Shortly before my ninth birthday, my Grandpa Abe from Winthrop took me to Fenway Park. It was exactly 60 years ago this week, when Pumpsie Green, Boston’s first African-American player, had his first at bat at Fenway Park against the Kansas City Athletics. I watched him hit a triple off the Green Monster.
I distinctly remembered the crowd going wild with a standing ovation, and watched as Pumpsie tipped his hat in appreciation of the applause – something that the iconic Ted Williams declined to do.
I asked my grandpa to take me behind the dugout for an autograph from Pumpsie after the game, but a politician blocked the way with his entourage. That was Massachusetts Senator John F. Kennedy. Since I was from Philadelphia, I didn’t know who Kennedy was.
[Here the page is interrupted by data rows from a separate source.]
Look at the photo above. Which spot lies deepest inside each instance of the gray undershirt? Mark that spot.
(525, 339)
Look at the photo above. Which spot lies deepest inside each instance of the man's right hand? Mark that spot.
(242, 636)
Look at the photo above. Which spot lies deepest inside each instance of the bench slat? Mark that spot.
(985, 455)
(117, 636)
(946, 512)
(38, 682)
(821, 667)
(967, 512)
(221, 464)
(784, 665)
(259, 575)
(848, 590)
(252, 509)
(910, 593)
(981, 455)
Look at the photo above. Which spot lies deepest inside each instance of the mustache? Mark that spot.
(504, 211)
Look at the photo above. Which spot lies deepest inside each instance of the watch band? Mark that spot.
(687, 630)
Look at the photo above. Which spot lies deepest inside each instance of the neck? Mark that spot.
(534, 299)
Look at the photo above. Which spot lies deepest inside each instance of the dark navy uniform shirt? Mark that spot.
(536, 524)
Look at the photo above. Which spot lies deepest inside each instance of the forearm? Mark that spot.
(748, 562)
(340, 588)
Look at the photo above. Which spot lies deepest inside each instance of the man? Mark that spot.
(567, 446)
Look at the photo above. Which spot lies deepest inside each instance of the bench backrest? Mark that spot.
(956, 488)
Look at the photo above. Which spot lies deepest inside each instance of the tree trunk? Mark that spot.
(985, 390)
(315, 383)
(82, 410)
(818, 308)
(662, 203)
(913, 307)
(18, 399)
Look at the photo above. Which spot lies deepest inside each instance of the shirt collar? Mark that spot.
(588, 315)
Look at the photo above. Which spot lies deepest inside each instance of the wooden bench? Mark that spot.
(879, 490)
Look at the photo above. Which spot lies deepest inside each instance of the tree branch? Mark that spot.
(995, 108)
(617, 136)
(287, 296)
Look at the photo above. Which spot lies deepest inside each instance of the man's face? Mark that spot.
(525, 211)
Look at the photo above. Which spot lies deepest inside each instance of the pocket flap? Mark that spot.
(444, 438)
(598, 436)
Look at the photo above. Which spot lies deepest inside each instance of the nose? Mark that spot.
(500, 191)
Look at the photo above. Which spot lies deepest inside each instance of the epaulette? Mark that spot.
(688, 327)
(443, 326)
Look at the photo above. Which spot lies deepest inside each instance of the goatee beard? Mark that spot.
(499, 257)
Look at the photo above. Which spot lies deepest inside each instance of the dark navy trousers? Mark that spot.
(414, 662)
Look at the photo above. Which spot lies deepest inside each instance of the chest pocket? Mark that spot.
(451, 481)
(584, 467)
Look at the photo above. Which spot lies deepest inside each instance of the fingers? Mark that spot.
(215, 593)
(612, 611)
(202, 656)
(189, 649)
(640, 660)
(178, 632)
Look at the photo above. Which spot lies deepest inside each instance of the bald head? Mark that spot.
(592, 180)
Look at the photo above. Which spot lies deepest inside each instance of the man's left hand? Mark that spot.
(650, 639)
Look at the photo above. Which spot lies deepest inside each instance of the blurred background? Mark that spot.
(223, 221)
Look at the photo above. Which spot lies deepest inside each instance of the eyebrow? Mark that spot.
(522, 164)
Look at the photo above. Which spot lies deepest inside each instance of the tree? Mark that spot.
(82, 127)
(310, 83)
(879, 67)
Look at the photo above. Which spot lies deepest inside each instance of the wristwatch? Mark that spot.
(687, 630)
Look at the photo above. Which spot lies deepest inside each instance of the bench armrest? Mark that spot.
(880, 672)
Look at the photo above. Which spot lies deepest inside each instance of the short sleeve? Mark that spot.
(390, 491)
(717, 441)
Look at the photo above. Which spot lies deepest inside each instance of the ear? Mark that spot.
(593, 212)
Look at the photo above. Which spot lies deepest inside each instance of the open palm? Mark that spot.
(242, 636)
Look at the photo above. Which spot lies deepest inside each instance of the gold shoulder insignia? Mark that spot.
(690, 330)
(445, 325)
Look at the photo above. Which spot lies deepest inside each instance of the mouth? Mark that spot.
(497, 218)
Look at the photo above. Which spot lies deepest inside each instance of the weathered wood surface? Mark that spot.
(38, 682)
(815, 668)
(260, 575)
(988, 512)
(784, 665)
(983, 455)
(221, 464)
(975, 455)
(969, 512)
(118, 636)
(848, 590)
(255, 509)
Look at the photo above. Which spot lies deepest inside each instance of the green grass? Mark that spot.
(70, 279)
Anyway, I was a Phillies fan.
But during my summers in Winthrop I was a Red Sox fan, and I never forgot how proud Red Sox fans were of Pumpsie Green, and how radio announcer Curt Gowdy would always point out the ovations that Pumpsie Green would receive every time he stepped up to the plate at Fenway.
And this was before the glitter of the civil rights movement.
As a nine-year-old who played Little League ball three times a week, Pumpsie Green became a hero for life. I put his baseball card under my pillow.
Pumpsie died last week at age 85. Maybe he now tips his cap from above?